UTF-8 is a variable-length encoding that uses 1 to 6 bytes to represent a character. The number of bytes used depends on the value of the Unicode character:
- Characters from the ASCII range (U+0000 to U+007F) are encoded using 1 byte.
- Characters beyond the ASCII range (U+0080 to U+07FF) use 2 bytes.
- For larger Unicode values > U+0800, 3 bytes - 6 bytes are used.
Here is the UTF-8 encoding scheme:
Unicode (bits) | UTF-8 |
---|---|
00000000 00000000 00000000 0xxxxxxx | 0xxxxxxx |
00000000 00000000 00000yyy yyxxxxxx | 110yyyyy 10xxxxxx |
00000000 00000000 xxxxxxxx xxxxxxxx | 1110xxxx 10xxxxxx 10xxxxxx |
00000000 000xxxxx xxxxxxxx xxxxxxxx | 11110xxx 10xxxxxx 10xxxxxx 10xxxxxx |
000000xx xxxxxxxx xxxxxxxx xxxxxxxx | 111110xx 10xxxxxx 10xxxxxx 10xxxxxx 10xxxxxx |
0xxxxxxx xxxxxxxx xxxxxxxx xxxxxxxx | 1111110x 10xxxxxx 10xxxxxx 10xxxxxx 10xxxxxx 10xxxxxx |
1.) 1-byte encoding: If a character's Unicode value is within the range of U+0000 to U+007F (which corresponds to standard ASCII characters), it is directly represented in UTF-8 using a single byte. For example:
2.) 2-byte encoding: Characters outside of the ASCII range require more bytes. For example, the Unicode character 'é' has the code point U+00E9:
00000000 11101001
11000011 10101001
(C3 A9 in hexadecimal).3.) 3-byte encoding: Characters with even larger code points require 3 bytes. For instance, the character 'अ' (from the Devanagari script) has the code point U+0905:
00000000 00001001 00000101
11100000 10100100 10000101
(E0 A5 85 in hexadecimal).4.) 4-byte encoding: Characters from supplementary planes, such as certain emojis or rare historical scripts, use 4 bytes. For example, the emoji '🦄' (unicorn) has the Unicode code point U+1F984:
00000001 11111001 10000100
11110000 10011111 10100110 10000100
.The Unicode code point for 'ó' is U+00F3, which is decimal 243 or hexadecimal 0x00F3. Since this is more than 7 bits, it fits the second rule for UTF-8 encoding (2-byte encoding).
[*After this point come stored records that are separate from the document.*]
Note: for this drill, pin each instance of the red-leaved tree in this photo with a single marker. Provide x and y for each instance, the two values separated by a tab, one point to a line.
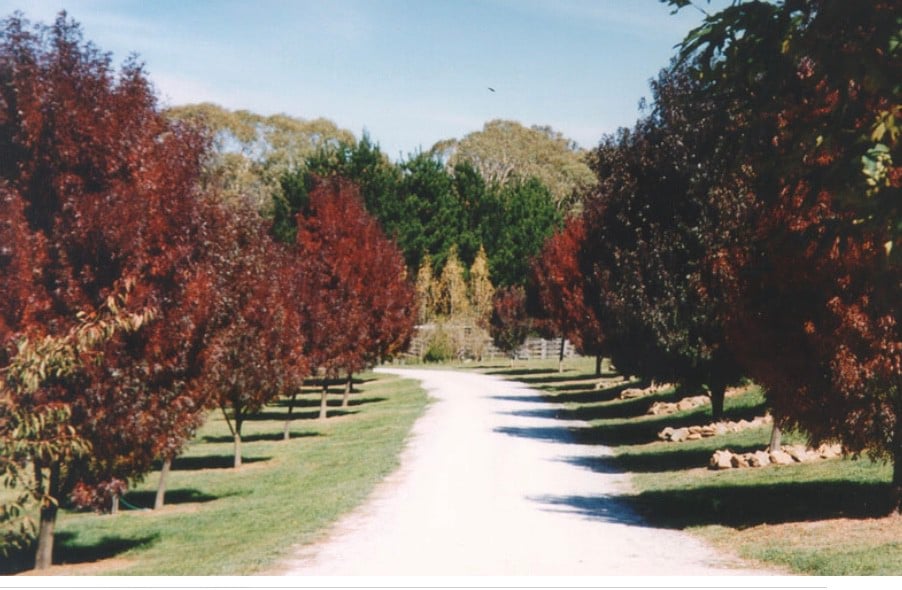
253	345
560	287
510	323
357	304
97	190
- Unicode binary: 00000000 00000000 11110011
- UTF-8 binary: 11000011 10110011
(C3 B3 in hexadecimal).
Thus, 'ó' in UTF-8 is encoded as two bytes: C3 B3.
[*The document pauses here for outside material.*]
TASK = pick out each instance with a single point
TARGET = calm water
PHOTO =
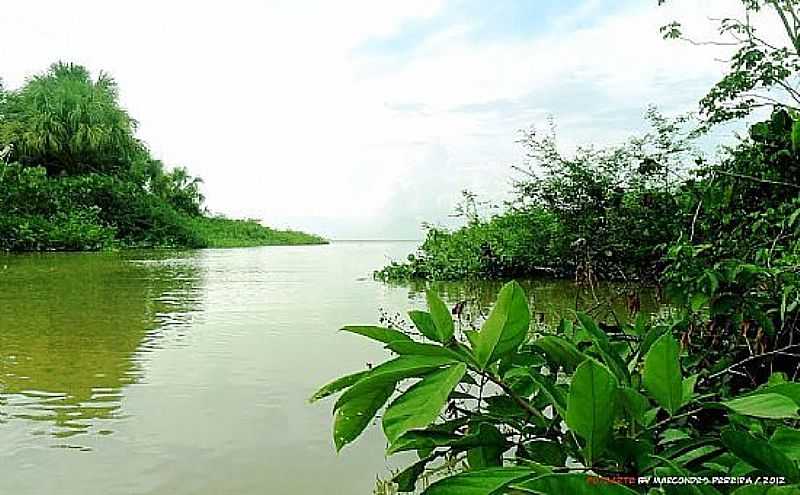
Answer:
(188, 372)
UTF-16 is another encoding standard that uses either 2 or 4 bytes to represent characters. Unlike UTF-8, UTF-16 uses a minimum of 2 bytes for each character, which simplifies the encoding of characters but can be less space-efficient for texts containing many ASCII characters.
For characters outside the Basic Multilingual Plane (BMP), UTF-16 requires 4 bytes to encode using a technique called surrogate pairs.
One important aspect of UTF-16 is the order of bytes, also known as endianness. UTF-16 files typically start with a Byte Order Mark (BOM) to indicate the byte order. The BOM is represented by the special Unicode character U+FEFF, which is a “zero-width non-breaking space” that doesn't appear in text but signals the byte order:
For example, you may encounter this BOM initially in Windows text files or Microsoft Office documents, especially when opening files in text editors like Notepad ++.
UTF-8 has become the dominant encoding standard because it is backwards-compatible with ASCII, space-efficient for predominantly ASCII texts, and can represent any character in the Unicode standard. Meanwhile, UTF-16 is commonly used in environments like Windows, which handles 2-byte characters efficiently.
In summary:
- UTF-8 is optimal for web content and multi-language support.
- UTF-16 is preferred in some system environments, particularly in Windows applications.